Jewish daughters of a woman whose reputation makes her an object of scorn on the Lower East Side of Manhattan, Esther and Fanya are identical twins and soul mates whose lives take very different turns. Yet they face a common problem in the world they’re poised to enter, and “the root of the problem lies in the overly sexual nature of the human male...It’s men’s drives, you see, that keep Woman reproducing constantly, like a breed cow. Sexual slavery awaits the woman who allows a man to entrap her, either in marriage or in a quick and ugly gutter union.” Such advice is given to Fanya by the female obstetrician she comes to assist in the frequent (but illegal) role as an abortionist.

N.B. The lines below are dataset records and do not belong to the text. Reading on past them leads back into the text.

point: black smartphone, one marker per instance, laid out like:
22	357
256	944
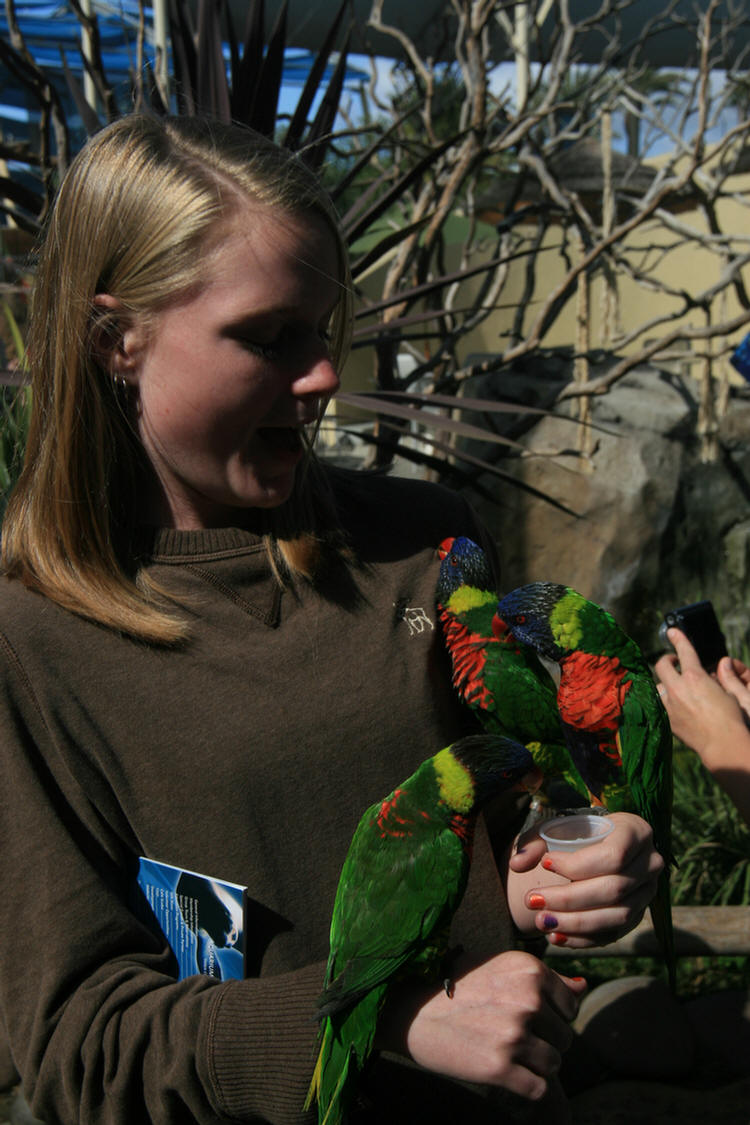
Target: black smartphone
701	626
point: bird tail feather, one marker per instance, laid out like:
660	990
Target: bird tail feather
661	918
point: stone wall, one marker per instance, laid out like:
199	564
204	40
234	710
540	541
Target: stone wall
653	527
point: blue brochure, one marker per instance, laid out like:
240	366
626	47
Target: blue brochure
201	918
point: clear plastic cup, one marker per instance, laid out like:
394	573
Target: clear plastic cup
576	829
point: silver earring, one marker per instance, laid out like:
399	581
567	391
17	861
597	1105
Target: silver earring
122	389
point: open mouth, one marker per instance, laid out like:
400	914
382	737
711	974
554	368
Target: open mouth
283	438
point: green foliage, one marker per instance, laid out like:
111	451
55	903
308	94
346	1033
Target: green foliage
15	413
695	975
711	840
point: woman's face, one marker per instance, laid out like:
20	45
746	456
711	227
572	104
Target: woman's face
226	379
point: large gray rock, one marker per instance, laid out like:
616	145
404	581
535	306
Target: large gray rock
648	525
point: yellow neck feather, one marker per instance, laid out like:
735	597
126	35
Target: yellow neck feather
455	783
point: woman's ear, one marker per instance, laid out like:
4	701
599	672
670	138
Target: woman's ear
116	340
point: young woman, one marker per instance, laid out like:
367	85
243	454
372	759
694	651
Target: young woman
216	654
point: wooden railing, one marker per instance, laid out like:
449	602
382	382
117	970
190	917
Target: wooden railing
698	932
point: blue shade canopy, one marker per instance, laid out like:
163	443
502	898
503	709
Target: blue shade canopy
52	33
671	39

Meanwhile, Esther sees another side of man’s sexual drives, when she falls under the wing of a woman whose burlesque theater serves as a tease for the prostitution business upstairs, with nubile Esther becoming an attraction in first the former, soon the latter and finally something closer to the legitimate theater. (The graphic novel’s title is Yiddish for “Underthings.”) Yet these lines between the worlds of conventional morality and common indecency blur, as the maturing Esther attracts numerous customers who want to take her away and make an honest woman out of her, yet she sees no gain in exchanging the sort of sexual transaction to which she’s accustomed for a less lucrative and potentially more suffocating one. A climactic reunion leads to revelation for the sisters and the reader alike.
Both a work of social realism and a fable with a moral.